En opinión del abogado Bayardo Ramírez Monagas, los gobiernos que intervinieron en las reuniones de Río y de la OEA, para analizar y acordar resoluciones sobre el caso del ataque al campamento guerrillero en Ecuador, tienen sistemas de gobiernos de "baja responsabilidad"; es decir, que no cumplen con los compromisos suscritos.

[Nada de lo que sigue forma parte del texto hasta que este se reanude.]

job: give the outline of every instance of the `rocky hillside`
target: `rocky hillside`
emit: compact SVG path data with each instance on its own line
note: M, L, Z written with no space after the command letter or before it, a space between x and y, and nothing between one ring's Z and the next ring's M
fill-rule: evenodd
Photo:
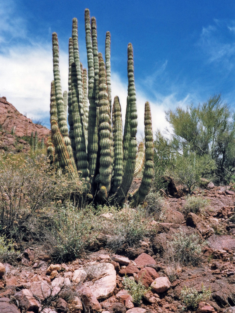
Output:
M234 312L235 224L230 217L235 192L212 183L192 197L207 202L203 215L184 213L185 196L166 198L162 221L149 223L152 235L135 248L123 246L118 254L104 249L101 234L95 252L66 264L53 262L38 246L26 246L14 265L0 264L0 312L180 313L187 307L197 313ZM103 214L100 222L105 225L112 218ZM167 243L179 234L206 240L196 263L181 263L177 250L175 263L169 262ZM193 256L191 247L184 249ZM147 290L141 301L135 281Z
M50 131L20 113L5 97L0 98L0 149L13 153L30 149L31 133L37 131L38 141L44 138L45 143Z

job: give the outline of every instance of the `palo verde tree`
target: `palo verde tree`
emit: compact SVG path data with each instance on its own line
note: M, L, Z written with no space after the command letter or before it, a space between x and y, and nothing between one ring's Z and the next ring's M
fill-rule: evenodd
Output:
M143 147L137 157L137 120L134 79L133 48L128 48L128 95L124 133L119 99L111 99L110 34L106 33L105 61L98 53L96 23L85 11L88 71L80 62L77 21L73 20L69 43L69 75L67 96L62 94L59 67L57 35L52 34L54 80L51 84L51 160L60 172L86 182L86 192L95 202L120 203L127 198L131 205L143 201L153 174L153 134L149 104L145 105L145 160L142 182L128 194L134 173L141 168ZM88 76L88 85L87 77ZM88 103L89 105L88 105ZM53 156L52 154L53 154ZM136 161L137 160L137 162Z
M172 127L172 145L175 151L186 156L209 158L215 162L217 182L229 182L234 171L235 124L234 115L220 95L186 110L178 107L166 112Z

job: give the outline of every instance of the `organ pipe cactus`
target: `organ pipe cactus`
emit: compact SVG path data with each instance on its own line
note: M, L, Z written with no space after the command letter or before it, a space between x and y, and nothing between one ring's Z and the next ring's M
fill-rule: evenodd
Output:
M128 47L128 95L123 136L121 105L118 96L112 106L110 44L106 33L105 61L98 53L96 22L85 10L88 70L80 63L77 21L73 20L69 43L68 92L62 95L57 35L52 34L54 80L51 85L50 153L59 172L86 182L86 192L95 202L120 203L129 198L132 206L142 201L153 176L153 134L148 102L145 104L145 161L142 182L133 195L128 194L133 176L141 170L143 143L137 155L137 120L133 48ZM87 84L88 76L88 84ZM68 120L67 124L67 104ZM89 102L89 105L88 105ZM54 147L54 151L52 147Z

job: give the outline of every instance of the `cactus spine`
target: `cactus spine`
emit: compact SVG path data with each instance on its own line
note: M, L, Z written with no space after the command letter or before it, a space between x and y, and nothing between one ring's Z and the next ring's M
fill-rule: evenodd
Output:
M110 33L106 33L105 62L101 54L98 53L96 20L92 17L91 21L87 9L85 10L85 29L88 84L86 70L83 69L80 61L77 21L74 18L72 38L69 43L68 93L67 96L64 93L64 99L59 69L57 36L55 33L52 34L54 82L51 85L50 120L55 152L52 144L49 144L48 148L54 163L60 170L67 172L72 178L80 175L89 182L86 190L89 198L93 197L95 202L121 203L126 198L133 176L141 169L144 158L143 144L140 145L137 156L137 112L133 48L129 44L128 96L123 138L121 106L117 96L114 98L112 111ZM65 108L66 99L69 132ZM138 190L130 197L132 205L143 201L152 176L152 132L149 105L146 104L143 181Z

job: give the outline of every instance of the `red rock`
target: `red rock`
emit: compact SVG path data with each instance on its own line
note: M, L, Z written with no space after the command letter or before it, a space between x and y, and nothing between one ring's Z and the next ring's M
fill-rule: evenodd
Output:
M127 309L134 307L132 297L126 290L120 290L116 295L116 298L118 302L123 304Z
M29 289L23 289L15 294L14 297L19 301L20 305L24 308L26 311L37 311L39 308L39 302Z
M9 298L0 298L0 313L20 313L14 304L9 302Z
M139 269L136 265L131 264L126 267L122 269L119 271L119 274L120 276L127 275L128 276L133 276L134 273L138 273Z
M141 269L137 275L138 282L140 281L146 287L149 287L159 275L154 269L146 267Z
M151 284L152 289L157 293L162 293L170 287L170 283L167 277L159 277L155 279Z
M232 190L225 190L225 193L226 194L230 195L231 196L235 194L234 191L232 191Z
M201 302L198 305L196 313L213 313L215 309L213 306L205 302Z
M26 266L32 265L35 258L33 249L27 248L24 250L21 259L21 264Z
M5 273L6 269L2 263L0 262L0 278L1 278Z
M86 310L97 312L101 310L101 306L90 288L82 285L77 291Z
M155 260L150 255L146 253L141 253L135 259L134 262L138 267L156 264Z

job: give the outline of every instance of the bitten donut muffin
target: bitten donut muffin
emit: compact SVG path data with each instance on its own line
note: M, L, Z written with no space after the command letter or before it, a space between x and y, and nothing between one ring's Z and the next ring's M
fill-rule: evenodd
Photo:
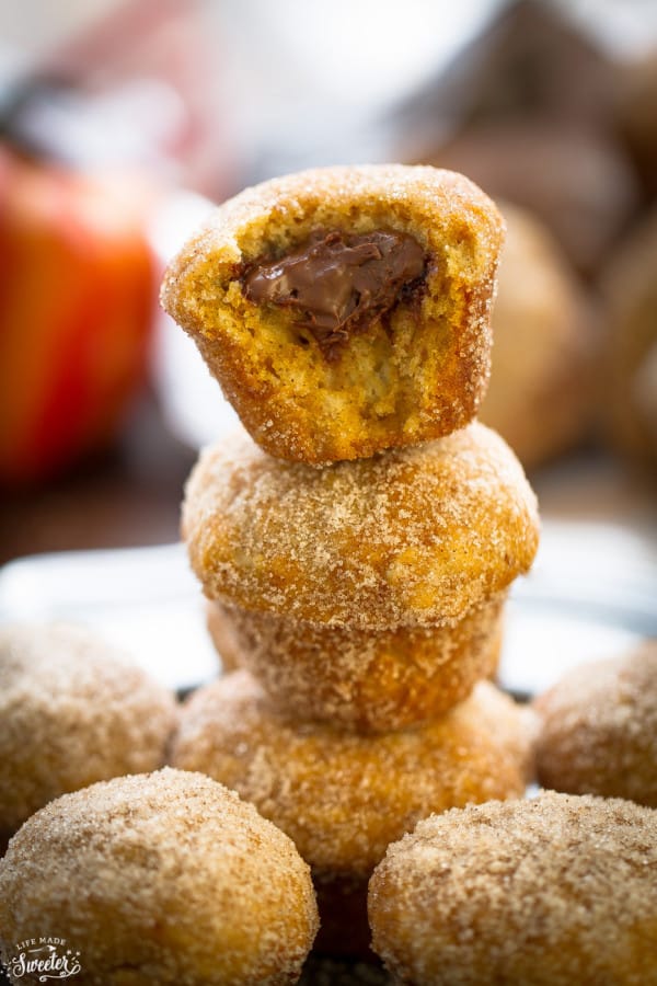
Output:
M430 812L520 795L532 736L531 713L487 683L419 729L368 736L281 715L233 672L185 703L172 763L234 788L295 840L320 906L349 901L346 925L321 912L319 947L349 952L367 940L367 878L389 842Z
M452 811L390 846L372 947L422 986L655 986L657 813L541 794Z
M209 598L384 630L453 624L526 572L535 497L476 422L437 442L325 469L240 435L201 455L183 536Z
M233 791L185 771L66 794L0 861L10 972L15 943L37 935L79 952L80 986L274 986L297 981L316 928L291 840Z
M434 168L325 168L224 203L162 301L253 438L323 463L462 427L488 377L494 204Z
M657 640L575 668L534 708L544 787L657 809Z
M0 627L0 837L53 798L154 770L173 695L83 627Z
M495 673L505 595L453 627L333 628L221 603L209 605L209 624L224 666L252 672L289 715L399 730L447 712Z

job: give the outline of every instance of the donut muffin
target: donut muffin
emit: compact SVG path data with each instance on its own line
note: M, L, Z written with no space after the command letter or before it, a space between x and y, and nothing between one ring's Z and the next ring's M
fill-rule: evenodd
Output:
M172 763L234 788L293 839L330 902L318 947L345 953L367 943L367 879L389 842L431 812L519 796L532 738L531 713L487 683L424 726L360 735L283 715L233 672L185 703Z
M657 209L600 278L609 311L604 421L612 444L657 463Z
M289 715L399 730L446 712L496 672L505 595L453 627L326 627L218 601L209 604L209 626L228 655L224 668L247 668Z
M385 630L453 626L503 592L533 560L538 514L518 460L476 422L321 470L237 435L194 469L183 536L211 599Z
M64 795L0 861L5 964L15 942L65 938L80 986L295 983L316 928L291 840L200 775L164 769Z
M83 627L0 627L0 838L53 798L154 770L173 695Z
M266 451L368 457L475 415L502 239L462 175L318 169L224 203L171 264L162 302Z
M657 640L575 668L534 709L544 787L657 809Z
M541 794L420 822L374 871L374 951L395 982L655 986L657 813Z

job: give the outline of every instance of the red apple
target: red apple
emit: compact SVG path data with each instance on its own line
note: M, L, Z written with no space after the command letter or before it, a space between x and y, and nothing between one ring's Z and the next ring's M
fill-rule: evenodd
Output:
M141 183L0 149L0 482L116 432L145 378L155 263Z

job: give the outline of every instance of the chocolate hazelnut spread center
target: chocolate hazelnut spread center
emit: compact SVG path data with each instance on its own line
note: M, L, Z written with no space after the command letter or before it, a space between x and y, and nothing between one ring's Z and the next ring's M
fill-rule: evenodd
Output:
M330 359L350 332L390 311L419 284L425 262L408 233L319 230L280 260L253 265L242 283L251 301L297 309L297 324L312 333Z

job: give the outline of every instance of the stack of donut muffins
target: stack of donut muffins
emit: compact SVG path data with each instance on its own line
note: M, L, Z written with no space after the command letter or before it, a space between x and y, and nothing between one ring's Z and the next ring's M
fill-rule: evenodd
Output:
M461 175L318 169L226 203L164 279L255 439L187 485L230 673L186 703L173 764L291 836L319 950L367 950L368 879L418 819L525 790L530 726L486 679L537 504L475 421L503 234Z

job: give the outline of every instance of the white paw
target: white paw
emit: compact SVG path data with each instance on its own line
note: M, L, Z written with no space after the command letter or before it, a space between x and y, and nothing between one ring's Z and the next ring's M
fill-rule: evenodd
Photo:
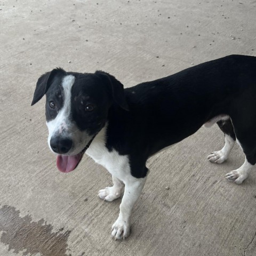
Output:
M104 189L101 189L98 195L100 198L111 202L120 197L121 191L115 189L114 187L107 187Z
M112 226L111 235L115 240L117 239L124 239L128 237L130 235L130 225L128 221L117 219Z
M225 175L225 177L229 181L235 182L237 184L241 184L246 179L248 175L246 173L243 173L239 171L232 171Z
M207 158L212 163L221 164L227 160L228 157L226 154L222 151L222 150L220 150L212 152L211 154L207 157Z

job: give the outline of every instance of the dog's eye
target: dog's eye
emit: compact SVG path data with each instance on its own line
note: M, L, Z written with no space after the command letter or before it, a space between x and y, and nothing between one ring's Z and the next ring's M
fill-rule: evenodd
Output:
M93 105L92 105L91 104L89 104L88 105L86 105L85 107L85 110L88 111L92 111L94 109L94 107Z
M49 102L49 106L51 108L55 108L56 107L56 105L54 101L50 101Z

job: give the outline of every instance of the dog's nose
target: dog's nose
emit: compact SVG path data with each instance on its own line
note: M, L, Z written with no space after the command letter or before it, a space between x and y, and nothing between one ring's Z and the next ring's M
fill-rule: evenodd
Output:
M68 152L72 147L72 140L70 139L59 137L53 137L50 141L52 150L58 154L65 154Z

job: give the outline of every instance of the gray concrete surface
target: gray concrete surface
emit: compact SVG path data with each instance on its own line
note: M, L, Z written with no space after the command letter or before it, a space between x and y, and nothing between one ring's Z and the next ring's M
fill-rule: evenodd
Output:
M30 106L37 78L55 67L102 69L129 87L255 55L256 1L1 0L0 21L1 256L256 255L255 170L240 186L224 178L243 162L237 146L222 165L207 162L223 143L217 126L148 161L131 236L114 241L121 200L97 197L110 175L88 157L59 172L45 100Z

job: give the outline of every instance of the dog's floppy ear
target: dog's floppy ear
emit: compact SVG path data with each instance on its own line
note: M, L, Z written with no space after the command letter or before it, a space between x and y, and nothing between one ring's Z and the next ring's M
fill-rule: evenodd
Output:
M41 99L49 89L51 82L52 81L54 76L59 73L66 74L66 71L62 69L58 68L55 68L51 72L47 72L39 78L36 83L36 89L34 93L33 100L31 106L33 106Z
M95 75L99 75L108 87L115 102L117 103L122 108L129 110L129 107L125 99L124 86L114 76L106 72L98 70Z

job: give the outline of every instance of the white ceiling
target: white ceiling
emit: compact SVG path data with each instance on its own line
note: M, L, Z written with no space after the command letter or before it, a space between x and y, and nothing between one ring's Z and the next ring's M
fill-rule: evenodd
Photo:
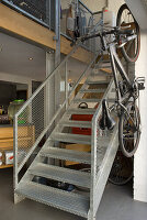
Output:
M30 57L33 57L33 61L30 61ZM0 33L0 73L43 80L45 59L44 50Z

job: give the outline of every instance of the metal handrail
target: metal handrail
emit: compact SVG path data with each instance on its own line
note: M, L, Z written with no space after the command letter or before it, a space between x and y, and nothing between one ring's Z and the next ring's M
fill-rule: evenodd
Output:
M75 47L77 48L77 46ZM75 51L75 50L74 50ZM71 55L71 53L70 53ZM88 72L90 70L92 64L95 62L98 55L100 55L100 53L98 53L94 58L90 62L90 64L88 65L88 67L84 69L84 72L81 74L80 78L78 79L77 84L75 85L75 87L72 88L72 90L70 91L69 96L66 98L66 100L64 101L64 103L60 106L60 108L57 110L57 112L54 114L52 121L49 122L49 124L46 127L46 129L39 134L39 136L37 138L37 140L35 141L34 145L32 146L32 148L30 150L30 152L27 153L26 157L21 162L21 165L19 167L16 167L16 172L19 173L22 167L24 166L24 164L27 162L27 160L30 158L30 156L32 155L33 151L36 148L36 146L38 145L38 143L41 142L41 140L43 139L43 136L46 134L46 132L49 130L49 128L53 125L54 121L57 119L57 117L59 116L60 111L66 107L66 105L68 103L70 97L72 96L72 92L75 91L75 89L77 88L77 86L79 85L79 82L82 80L82 78L88 74ZM14 117L14 136L15 136L15 145L18 142L18 117L22 113L22 111L32 102L33 98L36 97L36 95L42 90L42 88L46 85L46 82L48 82L48 80L55 75L55 73L58 70L58 68L60 68L60 66L63 66L65 64L65 62L67 62L67 59L70 56L67 56L61 64L52 73L52 75L39 86L39 88L33 94L33 96L23 105L23 107L20 109L20 111L15 114ZM18 150L16 147L14 147L14 155L18 155ZM15 157L15 166L18 164L18 160ZM18 184L18 179L15 185Z

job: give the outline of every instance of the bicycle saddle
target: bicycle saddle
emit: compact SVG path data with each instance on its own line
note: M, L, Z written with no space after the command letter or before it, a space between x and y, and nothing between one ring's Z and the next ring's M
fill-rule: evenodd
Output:
M108 130L113 130L115 127L115 121L110 116L105 99L102 101L102 117L99 121L99 127L101 130L105 130L105 128L108 128Z

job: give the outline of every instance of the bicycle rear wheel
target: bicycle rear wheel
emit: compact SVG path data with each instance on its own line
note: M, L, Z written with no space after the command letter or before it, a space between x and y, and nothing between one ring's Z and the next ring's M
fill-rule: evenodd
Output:
M122 153L126 157L132 157L139 144L140 138L140 116L136 103L127 105L127 112L122 112L118 123L118 142Z
M134 19L131 10L126 4L123 4L117 13L116 25L121 29L133 30L137 35L135 40L127 42L122 48L122 54L126 62L136 62L140 51L140 34L139 25ZM129 28L128 28L129 26Z
M109 176L109 182L114 185L125 185L133 177L133 158L127 158L118 150Z

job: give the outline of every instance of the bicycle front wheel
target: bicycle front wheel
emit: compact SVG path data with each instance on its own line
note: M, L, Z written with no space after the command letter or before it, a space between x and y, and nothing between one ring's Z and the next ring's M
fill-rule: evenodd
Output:
M127 112L123 111L118 123L118 142L122 153L132 157L139 144L140 116L135 102L127 105Z
M117 13L116 25L121 29L127 29L134 31L137 35L135 40L127 42L122 48L122 54L126 62L136 62L140 51L140 34L139 25L134 19L131 10L126 4L123 4Z
M127 158L118 150L109 176L111 184L123 186L133 177L133 158Z

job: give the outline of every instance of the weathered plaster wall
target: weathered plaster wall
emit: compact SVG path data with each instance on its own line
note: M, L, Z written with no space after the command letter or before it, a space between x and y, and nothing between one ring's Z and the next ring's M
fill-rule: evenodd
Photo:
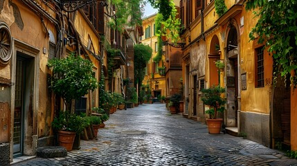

Sostiene Ramírez que cuando se discute el caso de Colombia sólo en función de la soberanía territorial, no hay nadie en la OEA que diga que el tema hay que verlo en el marco jurídico de los convenios internacionales que los mismos países han firmado. Tampoco se señala con claridad cuáles son los deberes que tienen que cumplir los países fronterizos frente a organizaciones terroristas.
Si bien el Gobierno colombiano trasgredió una norma al ingresar a territorio ecuatoriano, no está violando la soberanía territorial con el propósito de tumbar o agredir a un gobierno de otro país, sino que entró a ese territorio porque el enemigo estaba en ese otro territorio agrediendo a Colombia y poniendo en riesgo su seguridad. A juicio del abogado, Colombia actuó bajo un "estado de necesidad" y lo que le toca plantear a la OEA es: vamos a ver por qué; cuáles son las circunstancias. Porque los dos países fronterizos, Ecuador y Venezuela, no tuvieron ningún llamado de atención.
Los convenios internacionales que se están incumpliendo en la región son seis ar- tículos de la ONU sobre Tráfico de Sustancias Estupefacientes y Psicotrópicas suscrito en 1988, y Convenios contra la Delincuencia Organizada de 2000. En ambos documentos se incluye la Legitimación de Capitales.
También se encuentra el Convenio Contra la Corrupción de 2003; contra el Terrorismo con Bombas de 1997; de la Represión al Terrorismo; la Convención Interamericana Contra el terrorismo de 2002, que incluye cooperación en el ámbito fronterizo y cooperación entre las autoridades competentes para la aplicación de la Ley, inaplicabilidad de la excepción de delito político, denegación de refugiado y denegación de asilo.
Igualmente se desconoce la Resolución 1.373 del 28 de septiembre de 2001 del Consejo de Seguridad de la ONU, para que los estados se abstengan de proporcionar todo tipo de apoyo, activo o pasivo, y adopten medidas de alerta temprana, denieguen refugio, impidan que quienes financian, planifiquen, faciliten o cometan actos de terrorismo, utilicen sus respectivos territorios para esos fines, en contra de los estados.